While the Gottman Sound Relationship House is not a metaphorical magic wand, it is a concrete tool that couples can use to heal.

Sound Relationship House

By Sarah P.

Drs. Julie and John Gottman, of the Gottman Institute, have dedicated their entire lives to researching what elements create successful, long-term relationships.

I love the Gottman’s for many reasons, but the largest reason their work stands out is because they spend countless hours gathering essential data, versus spending time speculating. The data that they gather is centered on isolating the key factors that make relationships thrive. The key factors they discover can be successfully applied to real-world relationships.

The Gottman’s work has culminated in a concept called the Sound Relationship House.

The Sound Relationship House was developed after the Gottman’s spent thousands of hours in their research facilities interviewing a diverse set of couples.

The Sound Relationship House can be applied to all relationships regardless of one’s culture, religious beliefs, ethnic background, or socio-econo0mic background.  In the end, they built a model that applies to all.

How Infidelity Affects the Eight Areas that Lead to Successful Relationships

How Does the Sound Relationship House Model Affect Affair Recovery?

After infidelity has been discovered and if you desire to work on your relationship, the Gottman Sound Relationship House provides you with the building blocks of healthy relationships.

The goal would be to institute these building blocks as best as possible while recovering. However, instituting them can be difficult unless both partners agree.

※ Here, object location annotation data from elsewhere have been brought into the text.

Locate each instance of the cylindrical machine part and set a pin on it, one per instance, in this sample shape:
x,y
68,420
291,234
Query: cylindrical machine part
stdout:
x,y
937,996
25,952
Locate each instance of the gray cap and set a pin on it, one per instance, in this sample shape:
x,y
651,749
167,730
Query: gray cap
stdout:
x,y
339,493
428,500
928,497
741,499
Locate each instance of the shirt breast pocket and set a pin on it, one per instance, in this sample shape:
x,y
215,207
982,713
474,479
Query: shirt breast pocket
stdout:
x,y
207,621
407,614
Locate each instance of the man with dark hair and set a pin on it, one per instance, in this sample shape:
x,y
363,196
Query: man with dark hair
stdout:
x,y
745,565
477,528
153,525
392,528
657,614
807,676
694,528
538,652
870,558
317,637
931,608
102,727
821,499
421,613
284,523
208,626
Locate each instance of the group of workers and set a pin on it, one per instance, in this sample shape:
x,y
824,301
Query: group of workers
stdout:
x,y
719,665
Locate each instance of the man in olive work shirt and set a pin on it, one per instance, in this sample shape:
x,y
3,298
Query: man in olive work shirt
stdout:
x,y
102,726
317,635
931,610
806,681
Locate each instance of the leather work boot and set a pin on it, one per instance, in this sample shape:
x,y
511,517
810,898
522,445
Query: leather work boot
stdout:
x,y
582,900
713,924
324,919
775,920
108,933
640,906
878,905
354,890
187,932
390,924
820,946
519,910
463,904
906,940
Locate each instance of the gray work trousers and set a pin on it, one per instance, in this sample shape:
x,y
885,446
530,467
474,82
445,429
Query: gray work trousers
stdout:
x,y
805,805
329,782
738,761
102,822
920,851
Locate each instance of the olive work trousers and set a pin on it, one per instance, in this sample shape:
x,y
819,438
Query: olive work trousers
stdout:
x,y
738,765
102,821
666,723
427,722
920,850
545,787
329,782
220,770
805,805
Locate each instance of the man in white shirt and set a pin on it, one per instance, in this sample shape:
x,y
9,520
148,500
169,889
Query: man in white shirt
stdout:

In many cases, the shock of infidelity appears to affect betrayed spouses the most and for good reason. Meghan O’Rourke, says it best:

The people we most love do become a physical part of us, ingrained in our synapses, in the pathways where memories are created.”

This synthesis of two souls, and the subsequent wrenching apart of the bonds that tie together beloveds, is often experienced as one of the single-most, life-shattering experiences an adult can experience.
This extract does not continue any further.